I'm not sure what you're trying to do with this script (especially given that you change the find and awk code between code snippets), but there's probably a better way to do it. You can loop over *.pro files in subdirectories of the current directory with

for pro in */*.pro; do

If you want to traverse subdirectories recursively, in bash, you can use **/*.pro instead of */*.pro, but beware that this also recurses into symbolic links to directories.
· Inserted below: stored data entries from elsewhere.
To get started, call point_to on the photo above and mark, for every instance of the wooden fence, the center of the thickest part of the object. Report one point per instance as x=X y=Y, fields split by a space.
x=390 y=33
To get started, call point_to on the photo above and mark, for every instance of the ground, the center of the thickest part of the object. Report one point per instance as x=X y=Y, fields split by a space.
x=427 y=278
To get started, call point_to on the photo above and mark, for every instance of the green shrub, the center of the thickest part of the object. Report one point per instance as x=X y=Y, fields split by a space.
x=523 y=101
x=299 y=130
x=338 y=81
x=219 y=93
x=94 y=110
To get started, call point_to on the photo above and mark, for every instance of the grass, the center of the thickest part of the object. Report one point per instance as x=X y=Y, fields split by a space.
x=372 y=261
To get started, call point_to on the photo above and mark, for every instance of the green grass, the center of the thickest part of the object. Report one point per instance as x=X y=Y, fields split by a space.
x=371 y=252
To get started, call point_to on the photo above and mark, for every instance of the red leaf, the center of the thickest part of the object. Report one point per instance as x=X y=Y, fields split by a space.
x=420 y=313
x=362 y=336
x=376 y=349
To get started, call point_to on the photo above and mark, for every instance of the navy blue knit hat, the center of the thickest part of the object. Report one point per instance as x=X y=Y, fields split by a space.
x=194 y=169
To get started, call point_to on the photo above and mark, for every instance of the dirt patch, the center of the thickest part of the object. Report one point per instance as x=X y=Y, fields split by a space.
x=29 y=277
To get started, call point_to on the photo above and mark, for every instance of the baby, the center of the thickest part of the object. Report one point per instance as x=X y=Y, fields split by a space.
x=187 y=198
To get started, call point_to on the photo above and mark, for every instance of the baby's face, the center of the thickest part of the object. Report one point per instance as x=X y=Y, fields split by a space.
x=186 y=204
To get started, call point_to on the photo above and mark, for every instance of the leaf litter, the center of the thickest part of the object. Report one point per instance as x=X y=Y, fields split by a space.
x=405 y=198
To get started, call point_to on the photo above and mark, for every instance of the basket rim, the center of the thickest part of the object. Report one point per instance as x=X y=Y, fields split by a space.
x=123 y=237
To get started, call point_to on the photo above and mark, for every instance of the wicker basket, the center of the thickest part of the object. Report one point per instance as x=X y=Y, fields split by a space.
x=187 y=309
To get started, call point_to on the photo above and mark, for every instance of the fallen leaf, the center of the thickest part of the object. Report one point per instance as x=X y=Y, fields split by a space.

  • Great, thanks. as for what i needed is that have to have output in form of single string containing all relevant folders once (qmake required filenames instead, that's why %h instead of %p), so for loop+globbing approach wasn't helpful. I don't know why i didn't thought of functions, probably coding in cmd shell and bash shell was affecting perception- even while code used a couple of functions, e.g. for ctrl-C trapping.
    – Swift
    May 4, 2017 at 12:57

If all you need to do is find directories that directly contain a file with a .pro extension, you can use xargs, and optionally uniq, if you want to only list a directory once, even if it contains multiple pro files:

find -type f -name "*.pro" | xargs -I{} dirname {} | uniq

If you need absolute paths rather than relative ones:

find -type f -name "*.pro" | xargs -I{} dirname {} | xargs readlink -f | uniq

As you requested, a solution using awk:

find -type f -name "*.pro" | awk -F/ 'BEGIN { OFS="/" } { $1=""; $NF=""; print $0 }' | cut -c 2- | uniq

Which gives you exactly what you need; relative paths without the prepended ./.

  • 1
  • i need relative paths without starting ./ that's what awk is for. good point at foolprofing output though . what i dont get why same commandrequires different quotes in different contexts, what's the rule?
    – Swift
    May 3, 2017 at 16:21
  • i'm not able to get output from find still, it finds only file in current directory, while run from script
    – Swift
    May 3, 2017 at 16:31
  • sad that I cant do more than one plus, a great awk hint.